A drugs test showed he tested positive for speed, which he admits taking before the attack and again before turning up with the gel. Police charged him with drugs offences and attempted rape.

Bloody footprints tell it all

The house where the teacher’s body was found.
A Roi Et druggie who set fire to his own home after arguing with his mother denies he also beat to death a neighbour across the road.

Si Somdet police nabbed Lek, 25, outside his home after his family called for help. Lek had argued with his mother and set fire to the place, news reports said. Across the road from his place is a house owned by retired teacher Chamraslak Surasen, or Khru Daow, 67, and her husband Dilek.

Mr Dilek had just returned from a nearby farm field when he saw police arrive to subdue Lek. After watching them cart him away, he went inside only to find the body of his wife lying on the floor in a pool of blood. Khru Daow’s body with a split skull and bearing signs she had been beaten about the face. Suspicion fell on Lek, a local druggie with psychiatric problems, even though no one saw him cross the road to his neighbour’s house.

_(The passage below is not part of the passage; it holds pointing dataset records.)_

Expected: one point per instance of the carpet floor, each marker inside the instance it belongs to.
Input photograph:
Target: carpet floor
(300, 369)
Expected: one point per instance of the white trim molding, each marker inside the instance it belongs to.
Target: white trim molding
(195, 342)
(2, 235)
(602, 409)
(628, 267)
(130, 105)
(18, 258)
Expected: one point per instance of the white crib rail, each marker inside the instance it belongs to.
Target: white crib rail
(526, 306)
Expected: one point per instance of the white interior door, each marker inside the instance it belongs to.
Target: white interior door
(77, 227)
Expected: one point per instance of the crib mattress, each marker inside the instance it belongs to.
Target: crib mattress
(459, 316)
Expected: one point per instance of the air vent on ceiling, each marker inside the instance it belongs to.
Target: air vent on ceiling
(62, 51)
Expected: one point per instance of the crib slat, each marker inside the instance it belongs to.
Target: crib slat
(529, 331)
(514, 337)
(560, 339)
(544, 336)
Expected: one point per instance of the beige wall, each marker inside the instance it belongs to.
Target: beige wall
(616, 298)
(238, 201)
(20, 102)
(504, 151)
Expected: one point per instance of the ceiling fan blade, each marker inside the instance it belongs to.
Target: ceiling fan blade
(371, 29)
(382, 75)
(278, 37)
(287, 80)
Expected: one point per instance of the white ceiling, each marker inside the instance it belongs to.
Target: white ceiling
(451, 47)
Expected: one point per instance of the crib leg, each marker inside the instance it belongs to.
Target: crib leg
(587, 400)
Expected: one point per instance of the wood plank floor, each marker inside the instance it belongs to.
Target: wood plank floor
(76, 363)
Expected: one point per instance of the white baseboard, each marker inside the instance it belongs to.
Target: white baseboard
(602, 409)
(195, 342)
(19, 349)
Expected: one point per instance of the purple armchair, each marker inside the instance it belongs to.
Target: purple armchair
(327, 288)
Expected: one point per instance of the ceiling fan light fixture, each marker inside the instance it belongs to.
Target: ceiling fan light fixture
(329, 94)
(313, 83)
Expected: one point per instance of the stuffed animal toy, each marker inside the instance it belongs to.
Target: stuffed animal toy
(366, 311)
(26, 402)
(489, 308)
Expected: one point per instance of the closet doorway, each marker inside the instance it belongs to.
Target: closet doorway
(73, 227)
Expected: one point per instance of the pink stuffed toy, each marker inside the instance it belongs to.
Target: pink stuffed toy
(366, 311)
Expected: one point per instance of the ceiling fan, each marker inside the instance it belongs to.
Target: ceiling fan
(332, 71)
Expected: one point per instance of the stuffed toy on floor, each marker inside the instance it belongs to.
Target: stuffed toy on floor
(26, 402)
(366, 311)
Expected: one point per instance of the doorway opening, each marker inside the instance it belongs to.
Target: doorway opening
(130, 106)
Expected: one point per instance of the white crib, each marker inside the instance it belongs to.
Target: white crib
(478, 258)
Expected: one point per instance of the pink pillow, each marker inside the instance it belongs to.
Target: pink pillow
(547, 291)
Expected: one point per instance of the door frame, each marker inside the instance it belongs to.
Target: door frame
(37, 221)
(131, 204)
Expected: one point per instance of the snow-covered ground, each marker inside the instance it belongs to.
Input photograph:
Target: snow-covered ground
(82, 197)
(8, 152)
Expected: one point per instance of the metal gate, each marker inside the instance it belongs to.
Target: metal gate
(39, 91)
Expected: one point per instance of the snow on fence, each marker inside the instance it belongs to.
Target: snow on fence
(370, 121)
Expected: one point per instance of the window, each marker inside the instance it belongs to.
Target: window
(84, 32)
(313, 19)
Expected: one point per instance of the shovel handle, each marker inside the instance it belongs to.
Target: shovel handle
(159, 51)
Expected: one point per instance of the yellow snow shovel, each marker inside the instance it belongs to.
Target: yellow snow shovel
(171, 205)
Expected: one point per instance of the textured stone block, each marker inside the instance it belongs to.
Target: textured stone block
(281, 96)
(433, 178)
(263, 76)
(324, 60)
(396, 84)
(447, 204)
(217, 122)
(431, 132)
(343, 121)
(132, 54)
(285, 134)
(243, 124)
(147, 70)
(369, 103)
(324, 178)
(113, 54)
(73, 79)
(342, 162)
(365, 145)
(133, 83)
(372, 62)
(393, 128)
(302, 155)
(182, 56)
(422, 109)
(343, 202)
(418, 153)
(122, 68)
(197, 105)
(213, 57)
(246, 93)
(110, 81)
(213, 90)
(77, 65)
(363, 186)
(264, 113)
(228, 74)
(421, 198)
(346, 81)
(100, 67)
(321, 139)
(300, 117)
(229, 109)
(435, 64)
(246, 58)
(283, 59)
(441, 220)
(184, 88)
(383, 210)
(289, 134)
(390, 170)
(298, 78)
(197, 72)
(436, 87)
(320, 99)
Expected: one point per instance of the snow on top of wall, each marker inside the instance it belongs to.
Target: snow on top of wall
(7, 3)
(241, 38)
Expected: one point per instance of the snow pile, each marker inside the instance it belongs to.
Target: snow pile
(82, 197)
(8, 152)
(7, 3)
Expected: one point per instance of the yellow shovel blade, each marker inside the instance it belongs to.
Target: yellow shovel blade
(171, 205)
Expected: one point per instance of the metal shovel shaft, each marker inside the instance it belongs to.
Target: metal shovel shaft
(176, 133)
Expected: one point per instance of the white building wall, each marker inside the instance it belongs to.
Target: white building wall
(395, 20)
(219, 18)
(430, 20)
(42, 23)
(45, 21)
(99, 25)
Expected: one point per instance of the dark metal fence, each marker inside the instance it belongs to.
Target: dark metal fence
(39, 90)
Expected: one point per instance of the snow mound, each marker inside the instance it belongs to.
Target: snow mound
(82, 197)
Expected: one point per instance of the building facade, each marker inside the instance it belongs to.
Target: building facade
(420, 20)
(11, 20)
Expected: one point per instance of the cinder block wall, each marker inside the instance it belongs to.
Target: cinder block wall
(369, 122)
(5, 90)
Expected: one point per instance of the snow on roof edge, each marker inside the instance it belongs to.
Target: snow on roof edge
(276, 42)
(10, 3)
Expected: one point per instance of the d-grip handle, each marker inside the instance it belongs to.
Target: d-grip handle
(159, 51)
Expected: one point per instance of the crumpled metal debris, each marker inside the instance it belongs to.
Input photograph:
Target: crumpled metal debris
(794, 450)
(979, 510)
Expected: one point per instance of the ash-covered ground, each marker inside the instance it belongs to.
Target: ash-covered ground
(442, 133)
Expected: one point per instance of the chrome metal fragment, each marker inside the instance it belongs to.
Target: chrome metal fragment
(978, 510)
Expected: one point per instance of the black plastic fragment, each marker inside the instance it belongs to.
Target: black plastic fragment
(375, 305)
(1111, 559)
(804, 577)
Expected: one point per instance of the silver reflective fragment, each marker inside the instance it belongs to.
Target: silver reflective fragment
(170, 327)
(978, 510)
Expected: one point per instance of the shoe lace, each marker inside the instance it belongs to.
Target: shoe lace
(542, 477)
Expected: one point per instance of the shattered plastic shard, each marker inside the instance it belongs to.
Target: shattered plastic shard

Channel 8 TV says his elder brother, Arm, 35, a soldier, held his younger brother until police arrived. Lek was sitting outside, smiling to himself and talking nonsense, it said. Another version of the events say Lek tried to set fire to the teacher’s home, and was found sitting outside her place when locals turned up to put out the blaze. Lek was later questioned about the death of Khru Daow. He denied killing her, though Channel 8 said police found blood on his foot.

Kittipong Butsang, the village headman, said he also found a blood trail on the grass outside leading to a nearby wall. “I asked a youngster nearby if he had seen anything. He said he saw Lek holding an object with a long handle climb the wall,” he said.

Arm, the suspect’s elder brother, said Lek started going off the rails after his wife left him and he turned to drugs. “Our family was close to the victim and I never thought such a thing could happen,” he said.

Police were holding Lek initially on an arson charge as they await the results of DNA tests. If the blood sample found on his foot matches that of the victim he will be charged with premeditated murder.